Based on observation, interview and record review, the nursing service failed to update the use of bed exit alarms as an additional intervention in the nursing care plans for three (5, 8, and 9) of 38 sampled patients. Findings:

1. During an observation and interview on 5/6/13 at 9 a.m. with the unit 2C charge nurse (CN A), Patient 5 was in bed with the head of the bed up. CN A stated Patient 5 was at high risk for falls and part of her care plan was the use of a bed exit alarm (an alarm will sound to alert staff if the patient attempts to exit the bed).

On 5/6/13 at 2 p.m., the clinical record for Patient 5 was reviewed in the company of the Medical-Surgical director (MSD). The clinical record indicated the nursing care plan for fall risk for Patient 5 did not include an intervention to utilize the bed exit alarm. The MSD reviewed the record and stated the care plan should have included the bed exit alarm.

2. During an observation and interview on 5/6/13 at 9:30 a.m., with the unit 4A charge nurse (CN B), Patient 8 was in bed with the side rails up. CN B stated Patient 8 was at risk for falling and had a broken hip from a previous fall. A sign on the wall by the door indicated "Bed Alarm in Use."

On 5/6/13 at 2:10 p.m., the clinical record for Patient 8 was reviewed in the company of the MSD. The clinical record indicated the nursing care plan for fall risk for Patient 8 did not include an intervention to utilize the bed exit alarm. The MSD reviewed the record and stated the care plan should have included the bed exit alarm.

3. During an observation and interview on 5/6/13 at 9:35 a.m. with CN B, Patient 9 was in bed. CN B stated the patient was in a room close to the nurse's station because she was at risk to fall. Patient 8's bed was displaying a green LED light. CN B stated the green light indicated the bed alarm was on.

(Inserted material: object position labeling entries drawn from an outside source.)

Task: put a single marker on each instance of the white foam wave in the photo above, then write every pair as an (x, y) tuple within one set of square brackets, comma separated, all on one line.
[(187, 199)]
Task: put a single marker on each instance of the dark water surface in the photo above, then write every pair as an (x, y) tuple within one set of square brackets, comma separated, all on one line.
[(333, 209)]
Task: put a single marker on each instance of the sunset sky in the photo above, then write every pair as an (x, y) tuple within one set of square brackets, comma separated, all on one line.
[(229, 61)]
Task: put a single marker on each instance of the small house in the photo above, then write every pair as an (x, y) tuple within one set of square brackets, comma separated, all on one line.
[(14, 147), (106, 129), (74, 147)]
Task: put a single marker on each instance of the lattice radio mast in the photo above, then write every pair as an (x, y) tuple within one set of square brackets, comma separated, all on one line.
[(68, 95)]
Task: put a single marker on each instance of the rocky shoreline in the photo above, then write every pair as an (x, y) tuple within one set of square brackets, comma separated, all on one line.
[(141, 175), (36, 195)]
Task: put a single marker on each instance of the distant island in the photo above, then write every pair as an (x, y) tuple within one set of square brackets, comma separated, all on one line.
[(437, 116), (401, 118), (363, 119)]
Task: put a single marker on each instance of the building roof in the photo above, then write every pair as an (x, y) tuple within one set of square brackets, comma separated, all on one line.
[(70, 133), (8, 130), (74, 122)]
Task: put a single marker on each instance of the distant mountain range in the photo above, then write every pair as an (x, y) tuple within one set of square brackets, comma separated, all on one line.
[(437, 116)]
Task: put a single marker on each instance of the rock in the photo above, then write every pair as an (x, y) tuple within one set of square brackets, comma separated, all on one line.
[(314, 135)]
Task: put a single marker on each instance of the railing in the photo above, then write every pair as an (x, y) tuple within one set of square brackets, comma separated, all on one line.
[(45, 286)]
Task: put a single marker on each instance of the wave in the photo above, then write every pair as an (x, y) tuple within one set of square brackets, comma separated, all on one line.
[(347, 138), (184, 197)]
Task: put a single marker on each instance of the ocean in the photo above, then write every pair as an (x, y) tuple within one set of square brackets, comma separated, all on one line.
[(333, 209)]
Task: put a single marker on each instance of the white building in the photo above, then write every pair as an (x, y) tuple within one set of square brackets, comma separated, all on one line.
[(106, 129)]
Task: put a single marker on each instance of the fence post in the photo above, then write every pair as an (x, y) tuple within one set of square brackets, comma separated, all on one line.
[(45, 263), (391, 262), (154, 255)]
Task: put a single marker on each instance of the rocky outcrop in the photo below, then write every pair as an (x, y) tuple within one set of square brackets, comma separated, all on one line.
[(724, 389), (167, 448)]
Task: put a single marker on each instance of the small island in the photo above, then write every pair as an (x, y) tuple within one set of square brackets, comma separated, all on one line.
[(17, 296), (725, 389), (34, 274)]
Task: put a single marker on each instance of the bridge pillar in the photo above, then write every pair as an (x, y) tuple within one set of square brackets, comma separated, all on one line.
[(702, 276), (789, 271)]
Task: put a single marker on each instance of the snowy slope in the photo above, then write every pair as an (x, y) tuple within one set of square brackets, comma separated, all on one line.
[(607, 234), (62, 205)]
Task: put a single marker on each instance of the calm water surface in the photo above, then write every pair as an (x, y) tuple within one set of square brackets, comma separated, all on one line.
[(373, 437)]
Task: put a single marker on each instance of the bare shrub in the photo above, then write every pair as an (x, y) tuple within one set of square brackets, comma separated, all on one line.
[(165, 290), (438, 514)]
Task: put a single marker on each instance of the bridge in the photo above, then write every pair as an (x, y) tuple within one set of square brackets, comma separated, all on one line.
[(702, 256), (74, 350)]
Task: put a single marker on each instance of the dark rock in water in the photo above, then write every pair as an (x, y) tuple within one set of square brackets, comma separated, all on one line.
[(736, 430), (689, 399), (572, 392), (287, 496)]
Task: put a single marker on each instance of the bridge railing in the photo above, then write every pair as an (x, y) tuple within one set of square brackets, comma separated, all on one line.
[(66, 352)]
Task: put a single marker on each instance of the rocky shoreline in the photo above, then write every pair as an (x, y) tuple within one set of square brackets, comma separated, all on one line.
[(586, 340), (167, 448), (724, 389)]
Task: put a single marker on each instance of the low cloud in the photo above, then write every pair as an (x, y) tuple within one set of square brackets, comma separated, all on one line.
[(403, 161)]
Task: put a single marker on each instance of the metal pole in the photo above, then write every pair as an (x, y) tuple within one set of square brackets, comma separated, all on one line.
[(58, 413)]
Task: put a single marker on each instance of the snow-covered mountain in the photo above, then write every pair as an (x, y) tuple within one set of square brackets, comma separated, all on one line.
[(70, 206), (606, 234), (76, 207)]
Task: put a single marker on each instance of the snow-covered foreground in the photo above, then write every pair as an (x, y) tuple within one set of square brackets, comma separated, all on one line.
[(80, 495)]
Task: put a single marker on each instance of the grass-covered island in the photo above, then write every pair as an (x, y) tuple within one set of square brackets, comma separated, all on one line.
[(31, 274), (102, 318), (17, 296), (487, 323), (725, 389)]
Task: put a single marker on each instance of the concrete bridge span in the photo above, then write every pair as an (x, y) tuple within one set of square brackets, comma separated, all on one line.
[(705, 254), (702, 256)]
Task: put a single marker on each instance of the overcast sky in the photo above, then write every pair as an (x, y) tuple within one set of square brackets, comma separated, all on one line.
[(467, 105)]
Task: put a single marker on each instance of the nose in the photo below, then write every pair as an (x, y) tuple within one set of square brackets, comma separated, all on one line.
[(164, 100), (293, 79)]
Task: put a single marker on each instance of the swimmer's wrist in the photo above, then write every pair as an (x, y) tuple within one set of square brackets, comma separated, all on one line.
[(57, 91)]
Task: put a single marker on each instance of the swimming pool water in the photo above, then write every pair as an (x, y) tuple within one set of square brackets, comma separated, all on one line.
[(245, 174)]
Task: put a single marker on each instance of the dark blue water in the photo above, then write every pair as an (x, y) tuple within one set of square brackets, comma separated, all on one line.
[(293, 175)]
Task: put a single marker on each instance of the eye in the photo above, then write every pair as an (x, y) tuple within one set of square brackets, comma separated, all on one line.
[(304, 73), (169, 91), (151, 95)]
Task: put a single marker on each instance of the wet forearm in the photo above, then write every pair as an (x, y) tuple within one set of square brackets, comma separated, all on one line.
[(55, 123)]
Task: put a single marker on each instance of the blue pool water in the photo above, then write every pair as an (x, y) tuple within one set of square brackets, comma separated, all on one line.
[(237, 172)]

On 5/6/13 at 2:15 p.m., the clinical record for Patient 9 was reviewed in the company of the MSD. The clinical record indicated the nursing care plan for fall risk for Patient 9 did not include an intervention to utilize the bed exit alarm. The MSD director reviewed the record and stated the care plan should have included the bed exit alarm. She stated hospital policy and procedure was to include all interventions on the care plan and to revise the care plan as the patient's condition and needs changed.

The 2/12 hospital policy and procedure titled "Plan of Care, Interdisciplinary" indicated "Each plan includes approaches or interventions which support the patient's goals...Each discipline caring for the patient is responsible for the development, review, and update of the Plan of Care."